2017 ASDAN Math Tournament, 23
Ben creates an $8\times8$ grid of coins, where each coin faces heads with probability $\tfrac{1}{2}$, and tails with probability $\tfrac{1}{2}$. Ben then makes a series of moves; each move consists of selecting a coin in the grid and flipping over all coins in the same row and column as the selected coin. Suppose that in Ben’s current grid of coins, it is possible to make a series of moves so that all coins in the grid are heads, and that Ben will make the fewest number of moves to do so. What is the expected number of moves that Ben makes?
2016 ASDAN Math Tournament, 12
Find the number of real solutions $x$, in radians, to
$$\sin(x)=\frac{x}{1000}.$$
2017 ASDAN Math Tournament, 24
Consider all rational numbers of the form $\tfrac{p}{q}$ where $p,q$ are relatively prime positive integers less than or equal to $8$, and plot them on the $xy$-plane, where $\tfrac{p}{q}$ corresponds to point $(p,q)$. Arrange the rationals in increasing order $\{P_1,P_2,\dots,P_n\}$ and form a polygon by connecting points $P_i$ and $P_{i+1}$ for $1\le i<n$ and connecting both $P_1$ and $P_n$ to the origin. What is the area of the polygon?
2016 ASDAN Math Tournament, 19
Let $z\neq0$ be a complex number satisfying $z^2=z+i|z|$. ($|z|$ denotes the length between the origin and $z$ in the complex plane.) Find $z\cdot\overline{z}$, where $\overline{z}=a-bi$ is the complex conjugate of $z=a+bi$.
2016 ASDAN Math Tournament, 6
Suppose we have $3$ baskets and $4$ distinguishable balls. Each ball is placed into a randomly selected basket. Compute the probability that the basket with the most balls has at least $3$ balls.
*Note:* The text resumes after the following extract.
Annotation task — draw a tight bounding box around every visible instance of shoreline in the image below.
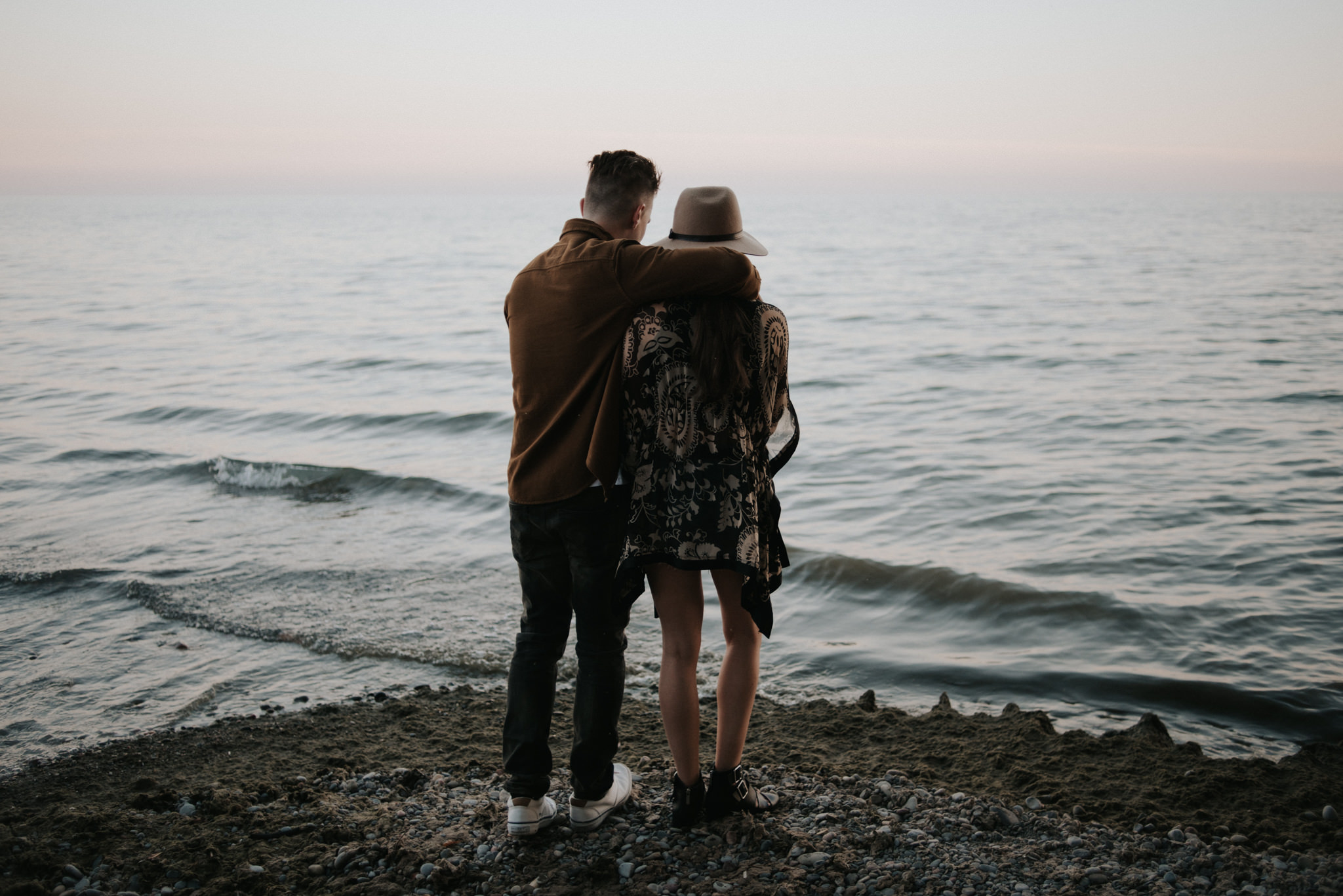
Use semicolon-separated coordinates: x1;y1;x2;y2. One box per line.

2017 ASDAN Math Tournament, 7
Point $C$ is chosen on the arc of a semicircle with diameter $AB$. The two circles with diameters of $AC$ and $BC$ intersect again at point $D$. If $DA=20$ and $DB=16$, compute the length of $DC$.
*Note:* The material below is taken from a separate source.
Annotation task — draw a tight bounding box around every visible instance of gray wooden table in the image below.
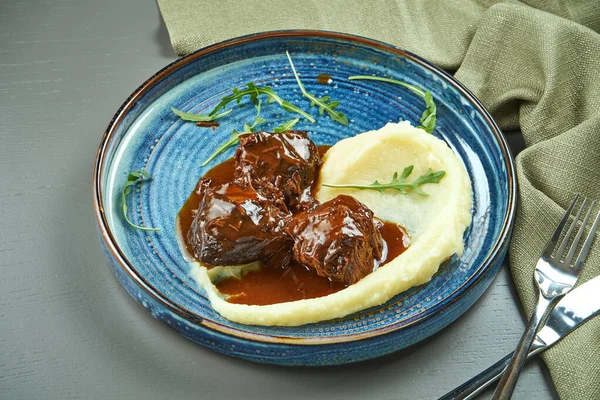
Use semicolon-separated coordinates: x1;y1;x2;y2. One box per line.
0;0;557;400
2016 ASDAN Math Tournament, 13
Suppose $\{a_n\}_{n=1}^\infty$ is a sequence. The partial sums $\{s_n\}_{n=1}^\infty$ are defined by
$$s_n=\sum_{i=1}^na_i.$$
The Cesàro sums are then defined as $\{A_n\}_{n=1}^\infty$, where
$$A_n=\frac{1}{n}\cdot\sum_{i=1}^ns_i.$$
Let $a_n=(-1)^{n+1}$. What is the limit of the Cesàro sums of $\{a_n\}_{n=1}^\infty$ as $n$ goes to infinity?
2016 ASDAN Math Tournament, 26
The Euclidean Algorithm on inputs $a$ and $b$ is a way to find the greatest common divisor $\gcd(a,b)$. Suppose WLOG that $a>b$. On each step of the Euclidan Algorithm, we solve the equation $a=bq+r$ for integers $q,r$ such that $0\leq r<b$, and repeat on $b$ and $r$. Thus $\gcd(a,b)=\gcd(b,r)$, and we repeat. If $r=0$, we are done. For example, $\gcd(100,15)=\gcd(15,10)=\gcd(10,5)=5$, because $100=15\cdot6+10$, $15=10\cdot1+5$, and $10=5\cdot2+0$. Thus, the Euclidean Algorithm here takes $3$ steps. What is the largest number of steps that the Euclidean Algorithm can take on some integer inputs $a,b$ where $0<a,b<10^{2016}$?
Let $C$ be the actual answer and $A$ be the answer you submit. If $\tfrac{|A-C|}{C}>\tfrac{1}{2}$, then your score will be $0$. Otherwise, your score will be given by $\max\{0,\lceil25-2(\tfrac{|A-C|}{20})^{1/2.2}\rceil\}$.